If you do get a warning or observation for CAPA non-compliance, you’ll have to initiate an internal corrective action at your facility for the very thing you have just been told is lacking within your system. The easiest way to respond to the FDA is with a letter that includes a CAPA report, so it’s simple and easy for the FDA reviewer (and those at your facility) to follow the course of action.

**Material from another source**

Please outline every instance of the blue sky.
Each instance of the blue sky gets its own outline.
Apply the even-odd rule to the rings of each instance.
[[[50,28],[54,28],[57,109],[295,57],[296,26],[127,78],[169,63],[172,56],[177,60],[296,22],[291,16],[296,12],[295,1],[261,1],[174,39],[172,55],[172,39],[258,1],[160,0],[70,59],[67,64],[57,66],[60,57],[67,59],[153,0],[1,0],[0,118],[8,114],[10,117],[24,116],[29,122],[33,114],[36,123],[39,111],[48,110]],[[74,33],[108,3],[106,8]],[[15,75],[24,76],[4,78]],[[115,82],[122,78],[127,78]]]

Just remember to keep calm and create a thorough corrective action plan to close out the FDA warning and hopefully avoid any further issues in regards to corrective actions. Use this time to gather information, improve your system and implement a more refined CAPA process. This will help you in every other aspect of your quality system, so try and view the process as an opportunity. It should get everyone on board pulling resources to enhance your quality system, utilize your CAPA management software, and overall make your organization run even smoother.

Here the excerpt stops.